For what it's worth, I don't see a bad guy in this situation, at all. You are both simply responding in a way that is your nature. You're both good people who want what's best for each other. Now that the desision has been made, I think it's just time to get back to living life. You'll tell Leo when the time feels right. There isn't a rush, since you're not seeing him for another month.
 
I reckon it would also be of interest. Especially if that thread could also carry an absence of judgement.

Most people here already feel judgement to a large degree...in our public lives. I find it's one of the biggest struggles.
It would seem really unhealthy if any of us end up in a position where we are judging each other.

Magdlyn - the "however" in your statement seemed to suggest judgement would be ok somewhere else. I think I have probably misread it, or potentially the second paragraph could have worked well without "however"

I'm not going to quibble over RP's use of the word judgment and my use of the word interest.
 
Hi RP,

No judgement here. I just hope that you and your chosen family are OK. You are always honest and have integrity, so you are in no way a fake anything. I have always enjoyed when you hit someone else (including me) with the honesty bat in your posts. You are a huge asset to this forum.
 
Thanks all for the words of encouragement.

I had a dream last night with some dom\sub content.

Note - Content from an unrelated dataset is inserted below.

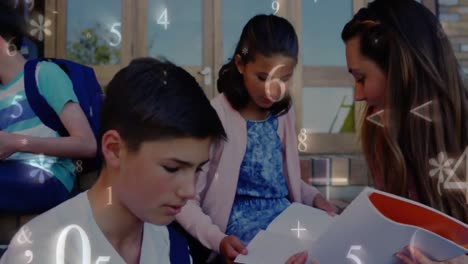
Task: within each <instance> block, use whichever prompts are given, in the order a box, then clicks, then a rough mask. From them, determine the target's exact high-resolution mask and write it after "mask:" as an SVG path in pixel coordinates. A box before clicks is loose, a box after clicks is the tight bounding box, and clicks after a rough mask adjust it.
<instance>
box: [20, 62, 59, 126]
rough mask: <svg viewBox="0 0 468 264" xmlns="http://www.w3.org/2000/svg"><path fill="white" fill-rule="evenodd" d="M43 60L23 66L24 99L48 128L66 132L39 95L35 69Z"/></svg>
mask: <svg viewBox="0 0 468 264" xmlns="http://www.w3.org/2000/svg"><path fill="white" fill-rule="evenodd" d="M41 61H43V59H34V60H30V61H27V62H26V65H25V66H24V90H25V93H26V98H27V100H28V102H29V104H30V105H31V108H32V110H33V111H34V113H35V114H36V115H37V116H38V117H39V119H40V120H41V121H42V123H44V125H46V126H48V127H49V128H51V129H53V130H55V131H57V132H59V133H60V132H62V133H63V131H66V129H65V127H64V126H63V124H62V121H60V118H59V116H58V114H57V113H56V112H55V111H54V109H53V108H52V107H51V106H50V105H49V103H48V102H47V101H46V99H45V98H44V97H43V96H42V95H41V94H40V93H39V87H38V86H37V81H36V68H37V64H38V63H39V62H41Z"/></svg>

I'm not sure what happened, but a change occurred in me. More to follow, if anything comes of it. I'm pretty sure it has something to do with my feelings of disempowerment.

The thing is with this all is that it is more symbolic than about Leo. I don't know where that is going either. I am good with this. It just seems to be settling in like a symbol that I am owned by my partners, rather than involved with them as an equal. Stupid and untrue, but I think it's the feminist in me coming out.

Mags, a thread on transitions between mono to open or poly, from poly to poly-fi, and poly-fi to open poly is completely valid and worth discussing. Please feel free to start a thread on that. I would be interested in reading. Contributing? I don't know about yet.